The scandal lifted the lid on the vast expenses claims made by all 646 MPs. One in ten employs either their spouse or child as a member of staff.
Sir Alistair Graham, ex-chairman of the committee on standards in public life, called for a review of the perks system including family employees and second home allowances, which critics say is abused by a string of MPs including ministers.
He said: "There is an urgent need to clean out the stables. I argued there should be a root and branch review of MPs' expenses and allowances.
"I would hope it would be the next issue the committee on standards would look into."
Mr Conway said it was "understandable, if not inevitable" he was being ousted from the Tory Party.

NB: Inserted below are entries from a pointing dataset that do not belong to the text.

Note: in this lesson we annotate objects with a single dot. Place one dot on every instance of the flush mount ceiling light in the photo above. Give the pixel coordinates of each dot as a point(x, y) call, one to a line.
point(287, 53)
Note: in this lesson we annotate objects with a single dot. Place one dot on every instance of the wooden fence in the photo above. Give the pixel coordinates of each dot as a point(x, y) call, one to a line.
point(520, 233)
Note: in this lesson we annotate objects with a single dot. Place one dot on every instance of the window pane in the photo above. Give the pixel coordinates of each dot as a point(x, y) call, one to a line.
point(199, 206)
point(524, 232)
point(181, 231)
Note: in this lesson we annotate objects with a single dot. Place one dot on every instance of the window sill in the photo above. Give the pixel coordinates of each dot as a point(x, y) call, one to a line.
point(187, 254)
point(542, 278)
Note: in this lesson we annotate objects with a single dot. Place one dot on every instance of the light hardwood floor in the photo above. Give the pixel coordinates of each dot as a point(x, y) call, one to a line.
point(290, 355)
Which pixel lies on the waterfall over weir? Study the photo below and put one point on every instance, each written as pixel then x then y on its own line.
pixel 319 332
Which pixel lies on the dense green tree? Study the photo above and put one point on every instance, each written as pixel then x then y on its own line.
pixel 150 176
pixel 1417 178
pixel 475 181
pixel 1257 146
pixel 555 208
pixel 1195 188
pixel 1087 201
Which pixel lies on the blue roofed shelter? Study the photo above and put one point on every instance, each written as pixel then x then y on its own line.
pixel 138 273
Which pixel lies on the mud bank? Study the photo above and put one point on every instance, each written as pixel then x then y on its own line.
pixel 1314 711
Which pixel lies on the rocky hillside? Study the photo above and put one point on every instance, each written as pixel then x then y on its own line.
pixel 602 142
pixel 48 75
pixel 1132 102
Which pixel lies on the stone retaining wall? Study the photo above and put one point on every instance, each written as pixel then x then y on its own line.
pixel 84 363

Mr Cameron had suggested Mr Conway would not be excluded from the parliamentary party following a critical report into Freddie Conway by the Standards and Privileges Committee on Monday.
But Mr Cameron came under pressure to act when Labour backbencher John Mann complained to standards commissioner John Lyon about elder son Henry.
Mr Cameron said: "The usual procedure in these cases is to leave the punishment to the House of Commons authorities.
"However, having asked the Chief Whip to speak again to Mr Conway and having personally reflected overnight, I have decided to withdraw the Conservative whip from Mr Conway."
It is understood the withdrawal of the whip is complete - meaning there is no way back for the MP.
He will sit as an independent but cannot fight the next election on behalf of his Tory association, who will select a new candidate.
Mr Conway's prospective LibDem opponent called for a police investigation into payments to the MP's sons.
Duncan Borrowman said the issue was "important enough, especially in the present climate, to warrant police investigation".
A request for the names and salaries of MPs' relatives who are paid for by the taxpayer to be published was blocked by the Speaker Michael Martin in 2006.
Information Commissioner Richard Thomas had been expected to rule there were no legitimate grounds for exempting the names, requested under the Freedom of Information Act.
But Mr Martin claimed such disclosure was likely to "prejudice the effective conduct of public affairs".
Heather Brooke of anti-secrecy group Your Right To Know, which made the FoI request, said: "If MPs are to have any credibility with the public, they must disclose a full breakdown of all their expenses."